La sottoscrizione dell’accordo per la riduzione dell’attività militare nella regione siglata nel 1999 spinse però le forze armate a rovesciare ancora una volta le scelte del governo.

L’esercito era infatti intenzionato a portare avanti la contesa infinita con l’India e per farlo appoggiò il putsch militare che segnò l’entrata in scena del generale Pervez Musharraf (ottobre 1999), il quale dopo aver decretato lo stato di emergenza sospese Parlamento e Costituzione proclamandosi unilateralmente capo del governo.

La continua interferenza dell’esercito nelle attività comunemente affidate del governo rispecchia fedelmente la struttura sociale di un paese che conta una sparuta oligarchia di ricchissimi proprietari terrieri lontanamente lambiti dalle attenzioni degli agenti tributari, in cui le forze armate hanno storicamente preferito adottare un basso profilo in ragione dell’arrendevolezza con cui i governi e le altre istituzioni civili si sono posti dinnanzi al loro cospetto.

Una situazione affine si è presentata per svariati decenni in Turchia (fino all’ascesa al potere di Recep Erdogan), paese in cui l’esercito si è fatto garante del laicismo e dell’atlantismo intervenendo ogni qualvolta si sia profilata la possibilità di un allontanamento del governo di Ankara dalla NATO o uno slittamento politico verso l’Islam.

Gli attacchi dell’11 settembre 2001 e la conseguente ritorsione degli Stati Uniti contro l’Afghanistan talebano ritenuto il covo del presunto responsabile Osama Bin Laden hanno conferito ancora una volta un peso strategicamente fondamentale al Pakistan, che ha fornito appoggio logistico alle operazioni militari delle forze armate statunitensi in cambio di forti aiuti economici e ampi riconoscimenti politici.
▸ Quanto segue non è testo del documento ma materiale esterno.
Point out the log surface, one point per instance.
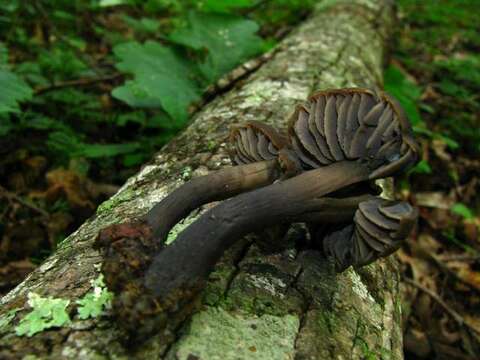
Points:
(288, 305)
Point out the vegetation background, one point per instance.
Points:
(90, 89)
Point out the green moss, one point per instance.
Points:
(108, 205)
(216, 334)
(6, 318)
(94, 303)
(46, 313)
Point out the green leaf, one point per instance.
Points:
(3, 55)
(406, 92)
(13, 90)
(228, 39)
(225, 6)
(46, 313)
(161, 77)
(71, 145)
(144, 25)
(423, 167)
(462, 210)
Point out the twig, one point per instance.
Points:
(455, 315)
(17, 198)
(76, 82)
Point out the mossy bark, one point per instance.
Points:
(256, 306)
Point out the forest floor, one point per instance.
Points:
(55, 178)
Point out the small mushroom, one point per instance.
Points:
(337, 141)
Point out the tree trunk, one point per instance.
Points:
(256, 306)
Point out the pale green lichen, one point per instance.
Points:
(94, 303)
(116, 199)
(217, 334)
(46, 313)
(6, 318)
(180, 226)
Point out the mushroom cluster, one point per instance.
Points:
(320, 172)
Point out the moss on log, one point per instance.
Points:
(288, 305)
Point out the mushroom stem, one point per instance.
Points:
(219, 185)
(185, 264)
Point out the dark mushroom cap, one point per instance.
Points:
(255, 141)
(380, 226)
(353, 124)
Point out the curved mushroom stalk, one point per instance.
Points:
(175, 271)
(256, 149)
(380, 227)
(337, 141)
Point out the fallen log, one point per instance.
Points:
(257, 304)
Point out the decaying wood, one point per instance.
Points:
(256, 306)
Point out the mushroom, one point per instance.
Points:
(338, 141)
(379, 228)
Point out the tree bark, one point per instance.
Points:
(287, 305)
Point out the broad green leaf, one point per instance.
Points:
(228, 39)
(406, 92)
(106, 3)
(225, 6)
(143, 25)
(13, 90)
(161, 77)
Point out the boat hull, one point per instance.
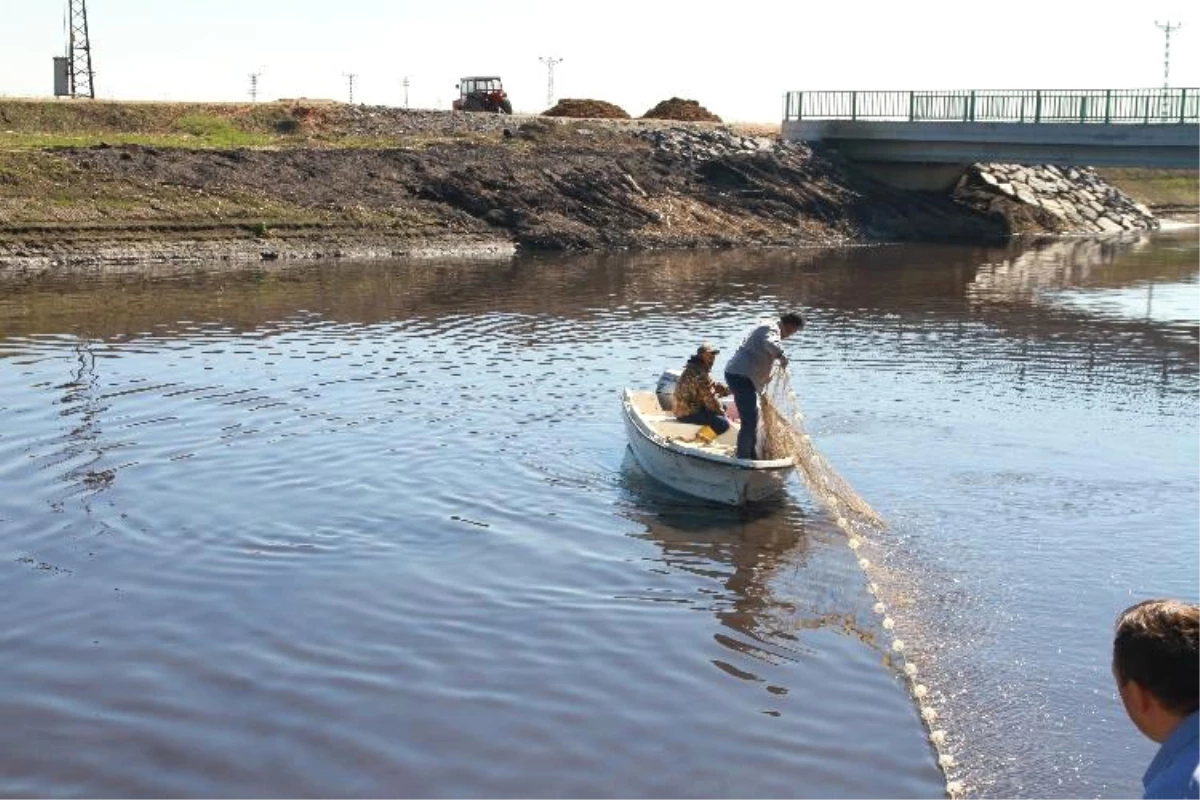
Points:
(709, 476)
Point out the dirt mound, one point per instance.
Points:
(687, 110)
(595, 109)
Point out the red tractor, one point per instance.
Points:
(484, 94)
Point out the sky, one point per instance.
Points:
(736, 60)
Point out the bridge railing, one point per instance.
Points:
(1105, 106)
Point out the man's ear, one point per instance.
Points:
(1140, 698)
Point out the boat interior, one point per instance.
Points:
(663, 421)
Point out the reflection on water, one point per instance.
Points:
(371, 529)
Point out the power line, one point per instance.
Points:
(550, 61)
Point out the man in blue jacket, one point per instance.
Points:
(749, 371)
(1156, 661)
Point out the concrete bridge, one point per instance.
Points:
(924, 139)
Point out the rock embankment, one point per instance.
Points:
(1074, 199)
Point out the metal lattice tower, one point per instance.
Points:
(1164, 103)
(1167, 50)
(550, 78)
(79, 74)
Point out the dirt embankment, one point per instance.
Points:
(305, 179)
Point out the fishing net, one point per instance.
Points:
(781, 427)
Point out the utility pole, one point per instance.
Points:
(79, 74)
(1168, 29)
(550, 61)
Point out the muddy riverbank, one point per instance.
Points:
(99, 184)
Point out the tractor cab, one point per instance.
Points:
(483, 94)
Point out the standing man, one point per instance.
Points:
(749, 370)
(696, 394)
(1156, 661)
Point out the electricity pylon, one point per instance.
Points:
(550, 61)
(79, 74)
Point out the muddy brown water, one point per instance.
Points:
(371, 530)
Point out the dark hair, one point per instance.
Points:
(1157, 644)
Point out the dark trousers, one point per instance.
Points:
(712, 419)
(745, 397)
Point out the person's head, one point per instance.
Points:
(790, 323)
(1156, 661)
(707, 354)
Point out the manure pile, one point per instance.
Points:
(685, 110)
(594, 109)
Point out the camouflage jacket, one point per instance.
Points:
(696, 390)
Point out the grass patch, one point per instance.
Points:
(1157, 187)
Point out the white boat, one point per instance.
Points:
(675, 453)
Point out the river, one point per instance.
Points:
(371, 530)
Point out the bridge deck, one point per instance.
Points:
(1031, 106)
L’esercito e soprattutto i servizi segreti (ISI) pakistani si sono mantenuti però con i piedi in due staffe, fornendo appoggio agli Stati Uniti da un lato ma non disdegnando di concedere aiuti ai vicini talebani dall’altro; i fatti relativi all’assedio di Kunduz appaiono assai eloquenti al riguardo.

In ogni caso, il rinsaldamento dell’asse Washington – Islamabad ha destato forti preoccupazioni al governo di Nuova Delhi, che non ha esitato ad acuire la tensione nel Kashmir.

L’India non ha intenzione di perdere l’egemonia sul subcontinente indiano, specie dopo il collasso dell’Unione Sovietica che ha prodotto la formazione di una miriade di nazioni in Asia centrale fortemente intrise di Islam e, di conseguenza, naturalmente orientate verso il Pakistan.

L’occupazione militare dell’Afghanistan da parte degli Stati Uniti si iscrive poi nell’ambito di una strategia di penetrazione di Washington in Asia centrale, verso quel reticolato di rotte petrolifere e gasifere che innervano l’heartland, il cui controllo (come sottolineò a suo tempo il geografo britannico Halford Mackinder) consente di porre una seria ipoteca sul cuore dell’Eurasia e di conseguenza sul resto del mondo.

Ciò si è ripercosso pesantemente sull’instabilità politica del Pakistan e non a caso lo stesso omicidio di Benazir Bhutto pare inserirsi alla perfezione in questo quadro specifico.

Nel 2007 la Bhutto era impegnata in una serie di comizi a sostegno dell’intesa tra il presidente Musharraf e il suo dirimpettaio afghano Hamid Karzai relativa all’intensificazione congiunta della lotta contro i talebani.

L’attentato che costò la vita alla Bhutto ebbe luogo nei giorni immediatamente successivi al raggiungimento dell’accordo tra i due presidenti ed è certamente inquadrabile come un messaggio piuttosto diretto che talune frange “deviate” avrebbero inteso inviare a Musharraf.

Molti ritengono che tali frange corrispondessero in realtà all’ISI, che mediante l’attentato contava di lanciare un serio monito al presidente invitandolo a portare avanti la classica linea politica improntata alla più subdola ambiguità e a guardarsi bene dal tendere eccessivamente la corda nella lotta i talebani.

Tuttavia la guerra all’Afghanistan ha sortito non solo e non tanto forti contraccolpi sulla stabilità interna del Pakistan, quanto sulle prospettive di convivenza pacifica con l’India, che paiono affievolirsi costantemente.

Ciò è aggravato inoltre dal non secondario fatto che entrambi i paesi sono dotati di arsenali nucleari talmente poderosi da rendere spaventosamente grave il rischio escalation, che sortirebbe inevitabilmente pesanti ripercussioni sull’intero scenario internazionale.